I paused the Alienware in eero, expected it to go dark, and then reached it anyway.
That's the whole thing. It took me longer than I'd like to admit to work out what was going on.
The Setup
The Alienware runs a self-hosted transcription service: Speaches on an RTX 2080, using faster-whisper-large-v3. I reach it from my Mac over Tailscale.
I needed to run some tests that required cutting the machine off from the open Internet. The eero app has a "Pause" button. I hit it, assumed the machine was effectively offline, and moved on.
My Mac then sent a job to the transcription service. It worked.
So either the pause didn't actually do anything, or "paused" didn't mean what I thought it meant.
Wait, How Is That Possible
My first guess was that the pause just didn't stick. Maybe it's best-effort and something slipped through.
So I checked. On the Alienware, tailscale netcheck came back with this:
- UDP: false
- No normal IPv4 address found
- CaptivePortal: true
- No direct connection established
That CaptivePortal flag was the tell. The machine wasn't offline. Something was intercepting outbound traffic and redirecting it, the way airport Wi-Fi does before you log in. Not blocking cleanly. Redirecting.
I ran curl against Google and api.ipify from the Alienware to double-check. Both timed out. No usable general Internet there.
Then I ran tailscale ping from my Mac, targeting the Alienware. The reply came back, but the path wasn't direct LAN. It was going through a DERP relay called "headscale."

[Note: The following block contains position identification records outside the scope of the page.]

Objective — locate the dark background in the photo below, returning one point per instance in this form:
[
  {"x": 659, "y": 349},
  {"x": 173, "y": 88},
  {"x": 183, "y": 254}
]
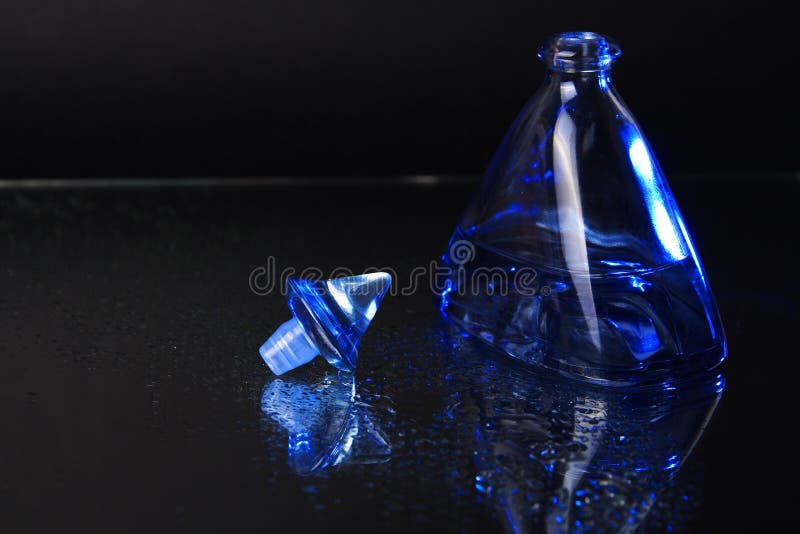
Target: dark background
[{"x": 259, "y": 87}]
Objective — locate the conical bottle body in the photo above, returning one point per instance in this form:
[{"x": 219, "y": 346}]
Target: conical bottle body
[{"x": 573, "y": 253}]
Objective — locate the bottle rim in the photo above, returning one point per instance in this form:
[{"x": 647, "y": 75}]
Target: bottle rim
[{"x": 578, "y": 52}]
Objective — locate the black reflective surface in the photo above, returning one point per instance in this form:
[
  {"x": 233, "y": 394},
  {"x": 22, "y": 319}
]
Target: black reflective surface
[{"x": 134, "y": 399}]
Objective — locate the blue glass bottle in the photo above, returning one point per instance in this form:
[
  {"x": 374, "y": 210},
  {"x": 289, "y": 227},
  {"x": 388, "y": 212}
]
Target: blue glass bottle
[{"x": 573, "y": 254}]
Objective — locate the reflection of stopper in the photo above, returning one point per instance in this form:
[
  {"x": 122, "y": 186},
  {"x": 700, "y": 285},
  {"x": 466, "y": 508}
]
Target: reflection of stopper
[{"x": 330, "y": 317}]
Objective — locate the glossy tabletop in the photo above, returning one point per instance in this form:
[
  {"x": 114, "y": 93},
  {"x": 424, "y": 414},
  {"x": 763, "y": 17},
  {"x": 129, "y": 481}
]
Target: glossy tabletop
[{"x": 134, "y": 398}]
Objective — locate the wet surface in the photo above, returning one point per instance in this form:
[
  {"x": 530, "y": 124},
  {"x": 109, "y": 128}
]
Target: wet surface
[{"x": 134, "y": 399}]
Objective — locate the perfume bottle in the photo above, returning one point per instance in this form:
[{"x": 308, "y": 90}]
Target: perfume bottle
[{"x": 573, "y": 254}]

DERP is Tailscale's fallback relay. When two machines can't connect directly (NAT, firewalls, or in this case a router that's eaten the normal IP stack), traffic bounces through a relay server instead of going machine-to-machine. Slower, but it works. The Alienware couldn't open new outbound connections. The relay path that was already up before I hit pause just... kept going.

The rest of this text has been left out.